って…!ちょ、ちょっと待って…!?私、裸じゃん…っ
ってことは昨日…っっ
昨日起きた出来事をいろいろ思い出そうと確認をしていた、その時…
「きゃ…っ!!」
「もう起きるの?」
突然、後ろから抱き締められ声をかけられた。
「い…井上、さん…っ」
「…さとし」
「え…?」
「昨日はそう…言ってくれたよね…?知沙」
「///…」
言ったような…言ってないような…。
「ねぇ…もう一回呼んでよ。」
朝だというのに…耳元でそう甘く囁かれる。
だめっ…もうこんなの…頭が回らないよ…。
「っ…さっ……聡、さん…っ」
だから私は…彼に従ってしまうんだ。

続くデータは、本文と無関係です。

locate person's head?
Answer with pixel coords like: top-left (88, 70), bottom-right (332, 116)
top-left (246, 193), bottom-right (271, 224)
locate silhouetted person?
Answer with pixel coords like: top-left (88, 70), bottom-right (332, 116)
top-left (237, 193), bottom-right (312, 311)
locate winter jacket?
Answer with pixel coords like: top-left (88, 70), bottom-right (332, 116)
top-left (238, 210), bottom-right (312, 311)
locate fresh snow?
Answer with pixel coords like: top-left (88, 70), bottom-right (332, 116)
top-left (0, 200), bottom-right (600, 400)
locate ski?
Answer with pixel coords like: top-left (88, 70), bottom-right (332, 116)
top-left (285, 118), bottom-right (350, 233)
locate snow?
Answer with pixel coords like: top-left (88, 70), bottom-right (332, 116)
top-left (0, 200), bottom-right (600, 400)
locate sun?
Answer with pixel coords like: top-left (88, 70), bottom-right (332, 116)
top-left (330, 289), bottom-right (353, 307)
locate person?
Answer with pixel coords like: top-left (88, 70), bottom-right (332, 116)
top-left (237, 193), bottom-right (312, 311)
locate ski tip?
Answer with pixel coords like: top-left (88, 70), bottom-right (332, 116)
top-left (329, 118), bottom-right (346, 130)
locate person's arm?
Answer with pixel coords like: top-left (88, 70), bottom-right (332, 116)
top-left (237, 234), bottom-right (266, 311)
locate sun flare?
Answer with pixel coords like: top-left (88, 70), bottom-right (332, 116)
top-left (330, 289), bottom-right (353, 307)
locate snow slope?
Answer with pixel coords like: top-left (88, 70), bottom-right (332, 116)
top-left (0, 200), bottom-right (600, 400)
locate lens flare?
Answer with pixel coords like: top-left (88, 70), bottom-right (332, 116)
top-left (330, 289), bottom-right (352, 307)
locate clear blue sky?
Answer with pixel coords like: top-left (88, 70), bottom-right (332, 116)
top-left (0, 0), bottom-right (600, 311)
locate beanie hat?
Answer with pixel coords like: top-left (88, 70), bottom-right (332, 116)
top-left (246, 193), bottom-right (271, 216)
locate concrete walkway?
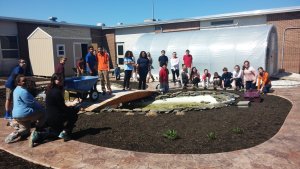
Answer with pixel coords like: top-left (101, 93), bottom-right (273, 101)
top-left (0, 87), bottom-right (300, 169)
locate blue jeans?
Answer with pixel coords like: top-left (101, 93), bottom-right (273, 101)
top-left (262, 84), bottom-right (272, 94)
top-left (246, 81), bottom-right (256, 90)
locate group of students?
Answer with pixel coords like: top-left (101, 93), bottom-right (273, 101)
top-left (4, 59), bottom-right (79, 147)
top-left (159, 50), bottom-right (272, 93)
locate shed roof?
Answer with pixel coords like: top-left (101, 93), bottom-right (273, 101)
top-left (27, 27), bottom-right (91, 40)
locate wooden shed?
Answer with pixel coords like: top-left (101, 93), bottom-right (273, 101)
top-left (27, 27), bottom-right (91, 76)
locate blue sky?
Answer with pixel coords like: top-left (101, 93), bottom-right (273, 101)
top-left (0, 0), bottom-right (300, 26)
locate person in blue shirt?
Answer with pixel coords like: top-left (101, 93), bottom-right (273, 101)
top-left (123, 50), bottom-right (135, 90)
top-left (4, 59), bottom-right (26, 119)
top-left (85, 46), bottom-right (97, 76)
top-left (114, 64), bottom-right (121, 80)
top-left (5, 75), bottom-right (46, 144)
top-left (221, 67), bottom-right (232, 90)
top-left (137, 51), bottom-right (150, 90)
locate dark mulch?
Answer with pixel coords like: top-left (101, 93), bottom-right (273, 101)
top-left (74, 95), bottom-right (292, 154)
top-left (0, 150), bottom-right (49, 169)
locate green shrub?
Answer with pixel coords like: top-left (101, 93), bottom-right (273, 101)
top-left (163, 130), bottom-right (178, 140)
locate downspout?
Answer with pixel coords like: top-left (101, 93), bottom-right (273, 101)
top-left (280, 27), bottom-right (300, 69)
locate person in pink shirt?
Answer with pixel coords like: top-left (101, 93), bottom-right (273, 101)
top-left (190, 67), bottom-right (200, 88)
top-left (202, 69), bottom-right (211, 89)
top-left (243, 60), bottom-right (257, 90)
top-left (183, 49), bottom-right (193, 74)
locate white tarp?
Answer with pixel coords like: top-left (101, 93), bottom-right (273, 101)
top-left (133, 25), bottom-right (272, 75)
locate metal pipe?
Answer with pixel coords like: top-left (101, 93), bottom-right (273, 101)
top-left (280, 27), bottom-right (300, 69)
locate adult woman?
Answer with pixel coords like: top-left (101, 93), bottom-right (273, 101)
top-left (137, 51), bottom-right (149, 90)
top-left (5, 75), bottom-right (45, 143)
top-left (190, 67), bottom-right (200, 87)
top-left (171, 52), bottom-right (179, 86)
top-left (257, 67), bottom-right (272, 94)
top-left (232, 65), bottom-right (243, 90)
top-left (147, 52), bottom-right (154, 83)
top-left (123, 50), bottom-right (134, 90)
top-left (243, 60), bottom-right (257, 90)
top-left (46, 73), bottom-right (78, 141)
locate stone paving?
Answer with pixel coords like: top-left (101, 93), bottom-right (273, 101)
top-left (0, 87), bottom-right (300, 169)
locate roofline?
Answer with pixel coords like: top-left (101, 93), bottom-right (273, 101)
top-left (0, 16), bottom-right (101, 29)
top-left (102, 6), bottom-right (300, 30)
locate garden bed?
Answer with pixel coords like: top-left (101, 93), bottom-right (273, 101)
top-left (73, 92), bottom-right (292, 154)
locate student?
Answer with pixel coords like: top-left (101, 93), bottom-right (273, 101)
top-left (183, 49), bottom-right (193, 74)
top-left (5, 75), bottom-right (45, 144)
top-left (202, 69), bottom-right (211, 89)
top-left (213, 72), bottom-right (222, 90)
top-left (97, 46), bottom-right (112, 95)
top-left (85, 46), bottom-right (97, 76)
top-left (190, 67), bottom-right (200, 88)
top-left (257, 67), bottom-right (272, 94)
top-left (55, 57), bottom-right (67, 79)
top-left (243, 60), bottom-right (257, 90)
top-left (180, 64), bottom-right (189, 89)
top-left (221, 67), bottom-right (232, 90)
top-left (147, 52), bottom-right (155, 83)
top-left (137, 51), bottom-right (149, 90)
top-left (4, 59), bottom-right (26, 119)
top-left (159, 63), bottom-right (169, 93)
top-left (123, 51), bottom-right (134, 90)
top-left (44, 73), bottom-right (78, 142)
top-left (158, 50), bottom-right (169, 67)
top-left (76, 58), bottom-right (84, 77)
top-left (114, 64), bottom-right (121, 80)
top-left (231, 65), bottom-right (243, 90)
top-left (171, 52), bottom-right (179, 86)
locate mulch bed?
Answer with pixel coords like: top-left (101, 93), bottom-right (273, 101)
top-left (73, 92), bottom-right (292, 154)
top-left (0, 150), bottom-right (49, 169)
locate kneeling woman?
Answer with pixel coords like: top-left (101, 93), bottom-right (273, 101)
top-left (5, 75), bottom-right (45, 143)
top-left (46, 73), bottom-right (78, 141)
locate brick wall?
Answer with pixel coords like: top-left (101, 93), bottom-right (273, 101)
top-left (267, 12), bottom-right (300, 73)
top-left (155, 21), bottom-right (200, 33)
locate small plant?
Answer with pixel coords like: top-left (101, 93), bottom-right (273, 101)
top-left (231, 127), bottom-right (244, 134)
top-left (207, 131), bottom-right (217, 140)
top-left (163, 130), bottom-right (178, 140)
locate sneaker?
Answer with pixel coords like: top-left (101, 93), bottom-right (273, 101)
top-left (4, 131), bottom-right (19, 144)
top-left (58, 131), bottom-right (71, 142)
top-left (29, 130), bottom-right (39, 147)
top-left (4, 112), bottom-right (12, 120)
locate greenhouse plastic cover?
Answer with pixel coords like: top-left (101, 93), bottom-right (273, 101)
top-left (133, 25), bottom-right (273, 75)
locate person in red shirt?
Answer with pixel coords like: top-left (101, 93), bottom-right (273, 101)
top-left (183, 49), bottom-right (193, 74)
top-left (97, 46), bottom-right (111, 95)
top-left (257, 67), bottom-right (272, 94)
top-left (159, 63), bottom-right (169, 93)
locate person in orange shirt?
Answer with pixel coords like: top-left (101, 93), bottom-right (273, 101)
top-left (257, 67), bottom-right (272, 94)
top-left (97, 46), bottom-right (111, 95)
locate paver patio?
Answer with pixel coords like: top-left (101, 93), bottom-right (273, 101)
top-left (0, 87), bottom-right (300, 169)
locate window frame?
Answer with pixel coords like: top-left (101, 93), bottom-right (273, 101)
top-left (0, 35), bottom-right (20, 59)
top-left (56, 44), bottom-right (66, 57)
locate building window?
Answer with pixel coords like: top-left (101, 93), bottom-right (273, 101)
top-left (117, 44), bottom-right (124, 56)
top-left (56, 44), bottom-right (66, 57)
top-left (0, 36), bottom-right (19, 59)
top-left (210, 20), bottom-right (233, 26)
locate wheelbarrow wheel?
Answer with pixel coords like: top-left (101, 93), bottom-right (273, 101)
top-left (90, 90), bottom-right (99, 101)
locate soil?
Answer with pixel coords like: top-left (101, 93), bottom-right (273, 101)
top-left (73, 92), bottom-right (292, 154)
top-left (0, 150), bottom-right (48, 169)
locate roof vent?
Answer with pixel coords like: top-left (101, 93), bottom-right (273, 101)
top-left (144, 19), bottom-right (156, 22)
top-left (96, 23), bottom-right (105, 27)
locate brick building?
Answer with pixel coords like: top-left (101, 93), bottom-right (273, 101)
top-left (0, 6), bottom-right (300, 75)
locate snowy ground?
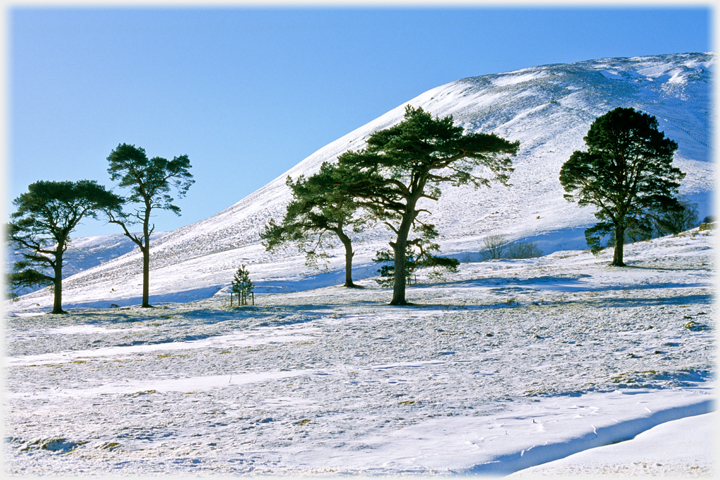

もう彼の言いなり…。
「ふ。…よくできました。」
「っ…!!」
彼は鼻で笑ってそう言うと…私の首筋にキスを落とす。
「知沙…好きだよ。」
「////…っ」
「いつか絶対…言わせてみせる」
その自信は…どこから沸いてくるんだろう…。
だけど…もう私は…――。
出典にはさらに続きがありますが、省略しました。